New BUSCO vs (very old) CEGMA
If I’m only going to write one or two blog posts a year on this blog, then it makes sense to return to my recurring theme of don’t use CEGMA, use BUSCO!
In 2015 I was foolishly optimistic that the development of BUSCO would mean that people would stop using CEGMA — a tool that we started developing in 2005 and which used a set of orthologs published in 2003! — and that we would reach ‘peak-CEGMA’ citations that year.

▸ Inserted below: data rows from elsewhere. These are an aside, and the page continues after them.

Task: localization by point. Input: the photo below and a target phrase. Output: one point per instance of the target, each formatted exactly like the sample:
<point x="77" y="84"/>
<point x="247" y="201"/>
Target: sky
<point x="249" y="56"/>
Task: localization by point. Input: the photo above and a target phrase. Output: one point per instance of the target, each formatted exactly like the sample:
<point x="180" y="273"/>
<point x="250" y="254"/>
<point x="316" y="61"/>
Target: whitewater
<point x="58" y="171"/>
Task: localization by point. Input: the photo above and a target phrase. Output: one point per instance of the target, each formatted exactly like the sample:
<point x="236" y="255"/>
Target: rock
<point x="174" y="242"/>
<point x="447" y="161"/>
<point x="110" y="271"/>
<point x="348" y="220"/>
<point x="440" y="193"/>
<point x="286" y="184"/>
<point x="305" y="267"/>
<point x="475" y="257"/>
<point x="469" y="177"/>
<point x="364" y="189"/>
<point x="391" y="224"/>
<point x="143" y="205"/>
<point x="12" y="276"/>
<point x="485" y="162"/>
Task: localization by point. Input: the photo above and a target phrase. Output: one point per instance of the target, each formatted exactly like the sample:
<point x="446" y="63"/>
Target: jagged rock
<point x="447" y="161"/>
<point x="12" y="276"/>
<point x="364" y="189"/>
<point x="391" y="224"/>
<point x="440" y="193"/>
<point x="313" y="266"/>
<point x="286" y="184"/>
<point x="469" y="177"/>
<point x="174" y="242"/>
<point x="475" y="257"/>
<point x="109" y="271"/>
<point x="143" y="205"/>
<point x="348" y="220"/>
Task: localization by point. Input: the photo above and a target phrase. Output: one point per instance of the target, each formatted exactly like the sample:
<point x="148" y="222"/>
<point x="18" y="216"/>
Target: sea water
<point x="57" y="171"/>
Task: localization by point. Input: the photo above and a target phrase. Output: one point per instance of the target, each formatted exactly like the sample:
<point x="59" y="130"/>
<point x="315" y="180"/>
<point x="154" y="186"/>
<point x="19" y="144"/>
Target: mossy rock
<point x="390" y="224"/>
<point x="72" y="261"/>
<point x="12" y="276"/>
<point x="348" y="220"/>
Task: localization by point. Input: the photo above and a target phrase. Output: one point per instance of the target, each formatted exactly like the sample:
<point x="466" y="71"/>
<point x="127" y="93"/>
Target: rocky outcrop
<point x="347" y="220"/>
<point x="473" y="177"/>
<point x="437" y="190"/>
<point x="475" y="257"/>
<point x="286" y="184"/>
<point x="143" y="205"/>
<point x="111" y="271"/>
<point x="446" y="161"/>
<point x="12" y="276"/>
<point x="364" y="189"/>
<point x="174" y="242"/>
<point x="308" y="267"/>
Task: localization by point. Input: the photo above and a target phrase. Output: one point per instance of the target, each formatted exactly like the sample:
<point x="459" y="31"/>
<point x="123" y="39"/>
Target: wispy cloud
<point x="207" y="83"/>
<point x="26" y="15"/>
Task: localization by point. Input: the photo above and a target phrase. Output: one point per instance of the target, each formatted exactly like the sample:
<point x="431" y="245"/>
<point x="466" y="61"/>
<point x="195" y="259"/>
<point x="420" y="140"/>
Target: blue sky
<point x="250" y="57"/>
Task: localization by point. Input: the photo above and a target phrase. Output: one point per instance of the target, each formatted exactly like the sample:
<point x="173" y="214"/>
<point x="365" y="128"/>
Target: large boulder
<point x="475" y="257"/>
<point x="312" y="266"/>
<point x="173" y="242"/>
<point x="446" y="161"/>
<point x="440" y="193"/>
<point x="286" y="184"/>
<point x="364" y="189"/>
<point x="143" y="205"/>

That didn’t happen. At the end of 2017, I again asked the question have we reached peak-CEGMA? because we had seen ten consecutive years of increasing publications.
Well I’m happy to announce that 2017 did indeed see citations to our 2007 CEGMA paper finally peak:
CEGMA citations by year (from Google Scholar)
Although we have definitely passed peak CEGMA, it still receives over a 100 citations a year and people really should be using tools like BUSCO instead.
This neatly leads me to mention that a recent publication in Molecular Biology and Evolution describes an update to BUSCO:
From the introduction:
With respect to v3, the last BUSCO version, v5, features: 1) a major upgrade of the underlying data sets in sync with OrthoDB v10; 2) an updated workflow for the assessment of prokaryotic and viral genomes using the gene predictor Prodigal (Hyatt et al. 2010); 3) an alternative workflow for the assessment of eukaryotic genomes using the gene predictor MetaEuk (Levy Karin et al. 2020); 4) a workflow to automatically select the most appropriate BUSCO data set, enabling the analysis of sequences of unknown origin; 5) an option to run batch analysis of multiple inputs to facilitate high-throughput assessments of large data sets and metagenomic bins; and 6) a major refactoring of the code, and maintenance of two distribution channels on Bioconda (Grüning et al. 2018) and Docker (Merkel 2014).
Please, please, please…don’t use CEGMA anymore! It is enjoying a well-earned retirement at the Sunnyvale Home for Senior Bioinformatics Tools.